Not long ago in Mullanpur, Sunrisers Hyderabad captain Pat Cummins sounded genuinely impressed after Vaibhav Sooryavanshi had taken him apart during the IPL 2026 league phase, admitting there was little he could do except react with a stunned “wow.” The memory resurfaced in the Eliminator on Wednesday, when another bowler’s questions were answered the same way—by a teenager who kept finding new ways to hit through pressure and pace. While Sooryavanshi has often been praised for the force behind his swing, the innings at Mullanpur revealed a sharper layer underneath: a clear understanding of what each field setup was trying to do, and the discipline to respond before the plan could fully form.

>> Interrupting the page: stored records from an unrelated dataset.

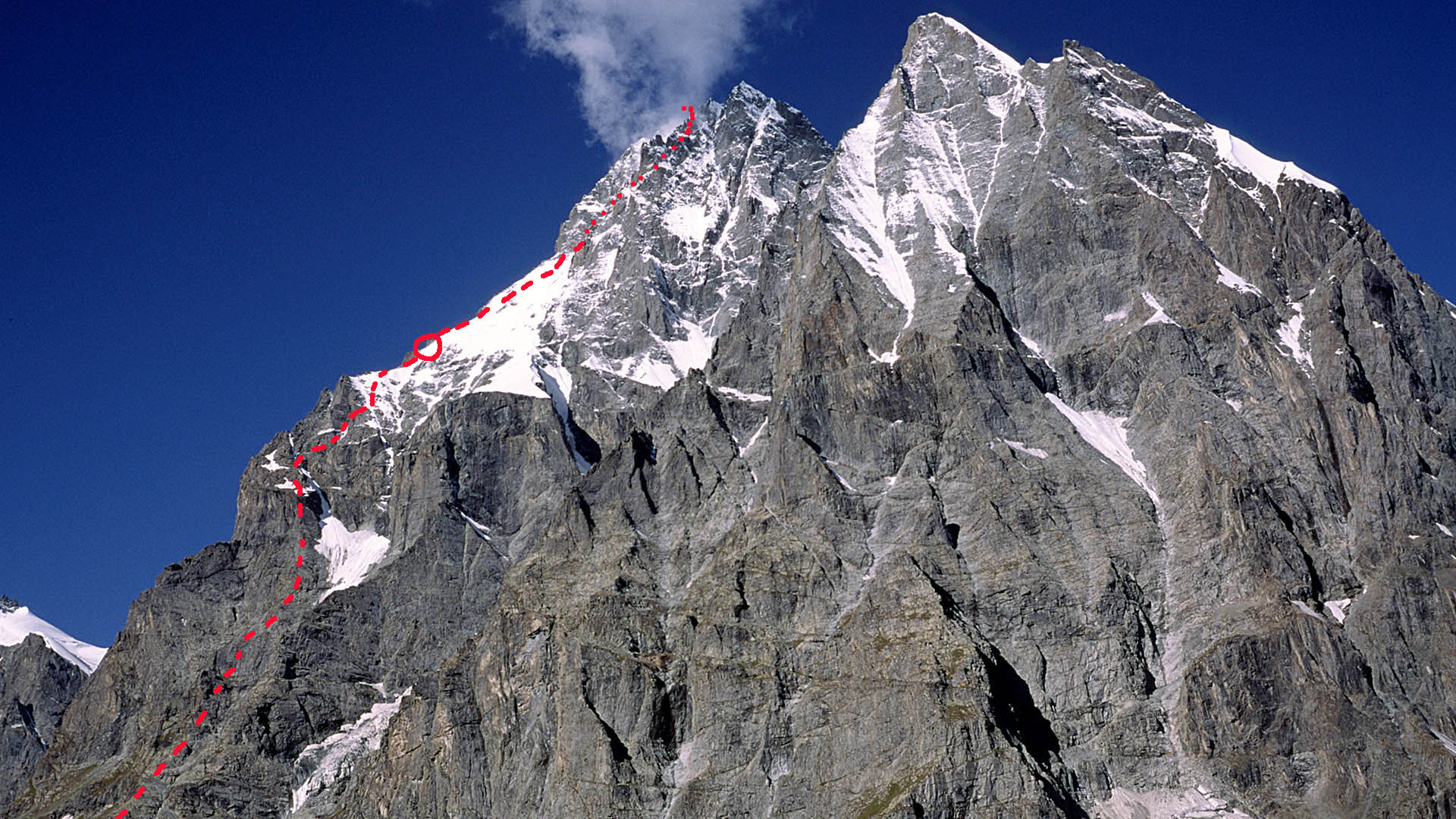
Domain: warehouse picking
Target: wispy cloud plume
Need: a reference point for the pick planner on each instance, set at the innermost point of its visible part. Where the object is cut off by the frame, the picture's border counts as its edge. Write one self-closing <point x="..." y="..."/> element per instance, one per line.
<point x="639" y="60"/>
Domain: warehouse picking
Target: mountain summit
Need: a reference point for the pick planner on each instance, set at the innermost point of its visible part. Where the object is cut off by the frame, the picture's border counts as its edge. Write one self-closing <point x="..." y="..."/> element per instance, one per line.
<point x="1040" y="449"/>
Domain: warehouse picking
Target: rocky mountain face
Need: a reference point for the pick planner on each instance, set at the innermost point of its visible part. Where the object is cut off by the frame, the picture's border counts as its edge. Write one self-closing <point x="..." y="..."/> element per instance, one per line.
<point x="1040" y="449"/>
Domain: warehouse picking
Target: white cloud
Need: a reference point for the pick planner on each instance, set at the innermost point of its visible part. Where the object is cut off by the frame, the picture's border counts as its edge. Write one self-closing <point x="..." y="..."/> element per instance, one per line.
<point x="638" y="60"/>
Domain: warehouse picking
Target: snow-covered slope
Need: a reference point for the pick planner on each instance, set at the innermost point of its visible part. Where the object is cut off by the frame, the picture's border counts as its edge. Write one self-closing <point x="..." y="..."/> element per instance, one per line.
<point x="664" y="268"/>
<point x="17" y="623"/>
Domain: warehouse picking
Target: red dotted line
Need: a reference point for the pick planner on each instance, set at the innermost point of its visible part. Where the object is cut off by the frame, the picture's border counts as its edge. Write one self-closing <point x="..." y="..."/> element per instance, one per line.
<point x="417" y="357"/>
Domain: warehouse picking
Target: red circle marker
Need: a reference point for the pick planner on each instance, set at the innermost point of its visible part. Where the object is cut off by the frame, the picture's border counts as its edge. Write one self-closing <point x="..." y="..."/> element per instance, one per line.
<point x="440" y="346"/>
<point x="419" y="356"/>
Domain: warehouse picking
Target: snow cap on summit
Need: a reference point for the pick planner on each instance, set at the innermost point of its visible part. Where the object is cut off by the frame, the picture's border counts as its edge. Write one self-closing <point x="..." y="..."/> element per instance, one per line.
<point x="17" y="623"/>
<point x="940" y="27"/>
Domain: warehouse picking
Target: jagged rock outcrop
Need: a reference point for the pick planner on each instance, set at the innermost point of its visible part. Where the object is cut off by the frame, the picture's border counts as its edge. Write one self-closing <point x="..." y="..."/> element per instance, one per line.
<point x="1038" y="450"/>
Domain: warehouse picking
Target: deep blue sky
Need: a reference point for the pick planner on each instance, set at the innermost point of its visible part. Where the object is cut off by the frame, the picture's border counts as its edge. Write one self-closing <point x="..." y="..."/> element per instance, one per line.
<point x="209" y="212"/>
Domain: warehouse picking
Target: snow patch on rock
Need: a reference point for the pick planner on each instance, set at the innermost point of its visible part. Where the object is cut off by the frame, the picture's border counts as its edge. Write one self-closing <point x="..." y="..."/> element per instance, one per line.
<point x="332" y="760"/>
<point x="351" y="554"/>
<point x="1109" y="436"/>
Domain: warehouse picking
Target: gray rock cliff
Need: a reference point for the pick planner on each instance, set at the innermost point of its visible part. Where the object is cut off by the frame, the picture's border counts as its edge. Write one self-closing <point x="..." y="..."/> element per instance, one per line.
<point x="1040" y="449"/>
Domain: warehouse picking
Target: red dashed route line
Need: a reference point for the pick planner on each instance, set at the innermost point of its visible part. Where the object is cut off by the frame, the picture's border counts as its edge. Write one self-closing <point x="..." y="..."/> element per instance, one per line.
<point x="414" y="359"/>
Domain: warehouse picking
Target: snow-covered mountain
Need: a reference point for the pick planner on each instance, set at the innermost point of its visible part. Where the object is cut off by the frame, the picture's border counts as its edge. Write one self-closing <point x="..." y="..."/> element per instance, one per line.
<point x="41" y="668"/>
<point x="1040" y="449"/>
<point x="17" y="623"/>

The most telling moments arrived in Cummins’ second over. On the first part of the spell, the young batter didn’t simply go big—he read the response, played the next line with precision, and struck straight down the ground. The field then shifted, with third man moving closer into the circle and long-off pushed back, but Sooryavanshi adjusted instantly. When Cummins looked for control with a short ball, the youngster picked it up early and slapped an upper cut over third man for another maximum, turning what could have been a tight situation into a runaway phase.

Cummins tried again to disrupt the rhythm, changing the layout with two short mid-offs and a mid-on, then reducing pace by rolling his fingers over the ball. Yet Sooryavanshi still stayed one step ahead—waiting, timing, and then smashing the delivery straight back over the bowler’s head for his third consecutive six. The sequence wasn’t the product of reckless hitting; it looked like planned aggression, executed with the calm of someone who understood the mechanics of the match rather than merely chasing boundaries.

From there, the innings took on the feel of an early glimpse into where T20 batting could be headed. Sooryavanshi blazed his way to 97 off just 29 deliveries, a blistering total that came with a painful edge: he missed the fastest century in IPL history by three runs. The benchmark still belongs to Chris Gayle, who set the record with 100 in 30 balls, a mark that had stood for 13 years. Still, Sooryavanshi had already crossed another major threshold before the dismissal—his 12 sixes in the innings took him past Gayle’s 2012 season tally of 60 maximums as the benchmark for power-hitting supremacy.

Then came the moment that no one in Orange wanted to see. When Smaran Ravichandran took the catch at third man, the stadium fell briefly silent. Sooryavanshi froze, staring into the distance as if he couldn’t immediately accept what had happened. He was only three runs away from immortality—three runs away from the fastest hundred in IPL history—and in an instant, the dream slipped away.

As Sunrisers Hyderabad players gathered to pat him on the back, Sooryavanshi looked deeply affected, punching his bat in frustration and carrying the heartbreak that fans across the ground felt with him. Even so, thousands rose to their feet, because the conclusion didn’t erase the scale of what they had witnessed. Records can be pursued again; they don’t disappear forever. What mattered more was the manner of the performance—an unflinching, high-tempo innings where a 15-year-old made experienced international names look ordinary in the middle overs and beyond.

After the match, Sooryavanshi addressed the dismissal and admitted the shot selection. “I played that shot purposefully because I saw the fielder where he was standing. I tried to hit it much squarer. Had I played the ramp towards third man, it would’ve gone away to the fence,” he said to broadcasters. The outcome, though, will not be defined by those three runs. What unfolded in Mullanpur will be remembered for a teenager arriving on one of cricket’s biggest stages and turning pressure into momentum—fearlessness, clarity, and audacity all packed into a single innings.

The scoreboard will list 97 off 29 balls. The IPL may frame it as another night when Vaibhav Sooryavanshi showed he can deliver in games where every mistake costs. But those who watched closely will carry a different memory: the night the future arrived early.